Commitment to Efficiency, Quality and Security
We take data security, privacy, and quality very seriously at The Marcura Group. Our systems and processes incorporate security-&-privacy-by-design from inception. At an executive level, it is our highest priority to safeguard the integrity, confidentiality, and privacy of our partners, agents, and customer information and transactions.
Our dedicated teams work diligently to maintain reliable systems and processes that reduce our customers’ exposure to legal, financial, transactional, regulatory, and operational risks.
This commitment is supported by the Group Information Security & Compliance Department, operating under the oversight of the Board of Directors to ensure effective governance and accountability.
Data and information security
In terms of data backup, Marcura Group follows the best practice of the 3-2-1 backup strategy rule:
• Have at least three copies of your data.
• Store the copies on two different media.
• Keep one backup copy off-site.
All our backups are encrypted, and passwords are securely stored. Backup Immutability protects data from modification or deletion. This is the best available option to protect from ransomware or malware attacks.
The Marcura Group also has a Business Continuity and Disaster Recovery (BCDR) plan to ensure continuity of operations in the event of an extended disruption of processing ability.

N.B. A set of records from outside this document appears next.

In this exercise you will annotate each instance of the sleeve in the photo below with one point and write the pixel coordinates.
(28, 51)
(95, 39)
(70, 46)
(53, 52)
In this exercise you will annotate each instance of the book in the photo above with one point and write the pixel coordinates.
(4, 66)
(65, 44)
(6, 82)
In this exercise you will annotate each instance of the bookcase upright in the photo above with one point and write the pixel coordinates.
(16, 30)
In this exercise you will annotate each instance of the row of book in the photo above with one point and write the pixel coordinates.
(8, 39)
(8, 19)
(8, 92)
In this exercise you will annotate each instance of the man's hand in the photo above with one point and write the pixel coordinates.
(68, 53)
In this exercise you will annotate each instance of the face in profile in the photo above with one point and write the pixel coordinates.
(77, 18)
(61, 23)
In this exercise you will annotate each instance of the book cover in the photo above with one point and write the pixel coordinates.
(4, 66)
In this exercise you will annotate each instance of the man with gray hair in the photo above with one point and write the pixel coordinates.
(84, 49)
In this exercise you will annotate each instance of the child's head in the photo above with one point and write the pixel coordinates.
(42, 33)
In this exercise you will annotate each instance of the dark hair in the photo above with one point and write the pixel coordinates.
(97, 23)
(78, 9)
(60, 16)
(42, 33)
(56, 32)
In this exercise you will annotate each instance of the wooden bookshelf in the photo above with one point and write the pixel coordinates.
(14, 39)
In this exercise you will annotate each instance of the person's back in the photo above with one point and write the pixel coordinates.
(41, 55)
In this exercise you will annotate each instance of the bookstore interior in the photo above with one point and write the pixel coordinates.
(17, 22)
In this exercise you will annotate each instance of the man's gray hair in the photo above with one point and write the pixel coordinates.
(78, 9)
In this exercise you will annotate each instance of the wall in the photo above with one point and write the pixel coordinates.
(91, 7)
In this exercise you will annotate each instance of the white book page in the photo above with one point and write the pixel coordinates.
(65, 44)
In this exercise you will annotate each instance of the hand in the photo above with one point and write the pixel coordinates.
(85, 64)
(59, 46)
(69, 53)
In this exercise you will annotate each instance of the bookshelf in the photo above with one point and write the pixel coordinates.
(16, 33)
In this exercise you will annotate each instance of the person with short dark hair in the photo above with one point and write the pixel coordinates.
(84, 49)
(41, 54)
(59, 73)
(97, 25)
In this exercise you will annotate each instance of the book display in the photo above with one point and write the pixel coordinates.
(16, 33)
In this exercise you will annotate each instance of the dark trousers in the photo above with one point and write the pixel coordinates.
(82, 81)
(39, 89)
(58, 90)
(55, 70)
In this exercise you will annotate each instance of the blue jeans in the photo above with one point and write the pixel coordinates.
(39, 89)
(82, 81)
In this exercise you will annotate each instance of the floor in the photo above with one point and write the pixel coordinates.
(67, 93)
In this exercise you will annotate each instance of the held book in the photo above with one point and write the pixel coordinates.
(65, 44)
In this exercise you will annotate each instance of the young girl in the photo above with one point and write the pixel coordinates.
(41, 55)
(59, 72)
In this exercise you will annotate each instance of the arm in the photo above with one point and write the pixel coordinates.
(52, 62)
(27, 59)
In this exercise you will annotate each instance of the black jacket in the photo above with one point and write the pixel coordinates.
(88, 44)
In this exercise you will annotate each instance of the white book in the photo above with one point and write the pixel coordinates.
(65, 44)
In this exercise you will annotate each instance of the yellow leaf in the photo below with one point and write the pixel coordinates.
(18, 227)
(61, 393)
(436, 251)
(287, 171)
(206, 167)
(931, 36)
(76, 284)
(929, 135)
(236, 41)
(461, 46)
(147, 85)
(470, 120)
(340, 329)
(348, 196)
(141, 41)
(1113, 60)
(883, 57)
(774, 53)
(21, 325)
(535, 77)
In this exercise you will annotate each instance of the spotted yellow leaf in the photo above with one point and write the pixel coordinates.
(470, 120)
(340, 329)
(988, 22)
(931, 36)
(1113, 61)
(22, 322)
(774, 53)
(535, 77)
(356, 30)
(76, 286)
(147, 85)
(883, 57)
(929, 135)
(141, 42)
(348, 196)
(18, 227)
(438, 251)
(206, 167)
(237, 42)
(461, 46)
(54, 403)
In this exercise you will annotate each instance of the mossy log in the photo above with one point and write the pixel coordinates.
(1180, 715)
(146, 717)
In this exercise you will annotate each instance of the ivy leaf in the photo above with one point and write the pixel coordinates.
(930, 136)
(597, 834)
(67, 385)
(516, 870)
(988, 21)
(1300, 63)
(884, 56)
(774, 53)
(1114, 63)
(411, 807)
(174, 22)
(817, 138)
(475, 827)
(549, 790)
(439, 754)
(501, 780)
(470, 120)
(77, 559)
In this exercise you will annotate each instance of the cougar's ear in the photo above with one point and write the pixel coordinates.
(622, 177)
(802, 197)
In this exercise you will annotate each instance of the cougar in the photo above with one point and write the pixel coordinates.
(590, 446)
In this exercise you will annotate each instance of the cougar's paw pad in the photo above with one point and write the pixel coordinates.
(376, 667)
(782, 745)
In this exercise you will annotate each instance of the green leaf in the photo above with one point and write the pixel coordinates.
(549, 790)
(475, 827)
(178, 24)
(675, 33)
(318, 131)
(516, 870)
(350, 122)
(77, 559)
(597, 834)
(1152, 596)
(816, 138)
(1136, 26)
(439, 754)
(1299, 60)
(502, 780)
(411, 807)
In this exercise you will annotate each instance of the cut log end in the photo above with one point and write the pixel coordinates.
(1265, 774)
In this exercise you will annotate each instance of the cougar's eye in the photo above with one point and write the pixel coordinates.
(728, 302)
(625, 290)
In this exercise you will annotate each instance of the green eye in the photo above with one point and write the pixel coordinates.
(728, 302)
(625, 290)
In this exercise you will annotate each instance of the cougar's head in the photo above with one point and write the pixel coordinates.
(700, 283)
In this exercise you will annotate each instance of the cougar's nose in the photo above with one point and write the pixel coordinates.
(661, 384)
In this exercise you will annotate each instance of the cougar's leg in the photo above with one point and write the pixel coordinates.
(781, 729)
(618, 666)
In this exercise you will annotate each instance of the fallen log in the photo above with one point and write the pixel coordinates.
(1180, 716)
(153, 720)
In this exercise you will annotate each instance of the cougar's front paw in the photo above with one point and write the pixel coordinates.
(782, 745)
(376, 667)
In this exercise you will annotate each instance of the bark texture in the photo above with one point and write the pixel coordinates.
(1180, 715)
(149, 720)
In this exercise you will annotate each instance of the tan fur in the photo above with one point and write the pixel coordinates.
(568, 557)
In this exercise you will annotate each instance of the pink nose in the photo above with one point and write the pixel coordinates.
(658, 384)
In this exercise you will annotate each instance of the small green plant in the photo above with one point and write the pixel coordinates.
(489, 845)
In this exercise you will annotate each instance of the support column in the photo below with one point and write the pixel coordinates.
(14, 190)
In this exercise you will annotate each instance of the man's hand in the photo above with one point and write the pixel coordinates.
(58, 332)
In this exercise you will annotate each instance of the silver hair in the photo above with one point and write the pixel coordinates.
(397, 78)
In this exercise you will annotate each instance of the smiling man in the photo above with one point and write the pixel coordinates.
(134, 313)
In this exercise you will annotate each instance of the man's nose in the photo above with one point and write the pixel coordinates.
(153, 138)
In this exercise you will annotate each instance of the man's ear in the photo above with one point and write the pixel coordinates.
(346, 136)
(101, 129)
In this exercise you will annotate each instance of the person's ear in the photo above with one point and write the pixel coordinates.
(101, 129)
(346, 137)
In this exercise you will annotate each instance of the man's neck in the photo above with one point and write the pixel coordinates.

LRQA Audits & ISO Standards
Marcura currently holds the following ISO certifications:
ISO 9001 Quality Management System (QMS): certified since 2004 by Lloyd’s Register and audited biannually
ISO/IEC 27001 Information Security Management System (ISMS): certified since 2018 by Lloyd’s Register and audited biannually
ISO 14001 Environment Management System (EMS): certified in 2021 by Lloyd’s Register and audited biannually
ISO 45001 Occupational Health and Safety Management System (OHSMS): certified in 2021 by Lloyd’s Register and audited biannually
Every six months the Group undergoes external audits conducted by Lloyd’s Register. Additionally, we conduct internal audits throughout the year, performed by the audit team, to ensure compliance with ISO standards and drive continuous process improvements.
In 2024, the Group Information Security & Compliance Department audited 51 Dept and 77 processes.
Deloitte Audits & SOC2 (ISAE3402 Type II Reporting)
In keeping with the requirements of Section 404 of the Sarbanes-Oxley Act, DA-Desk is audited annually by Deloitte, the global accounting firm, which issues an ISAE No. 3402 Type II letter and report to signify that general controls are suitably designed and operating effectively.
It also includes the following elements:
integrity and ethical values
commitment to competence
management controls
organisational structure
assignment of authority and responsibility
human resources policies and practices.
Privacy & GDPR
With the introduction of the General Data Protection Regulation (GDPR) in May 2018, Marcura has taken steps and initiated various measures to comply with its obligation, including but not limited to:
appointing a Data Protection Officer
creating a GDPR task force
voluntarily registering with the UK’s Information Commissioner’s Office
completing data protection impact assessment audit.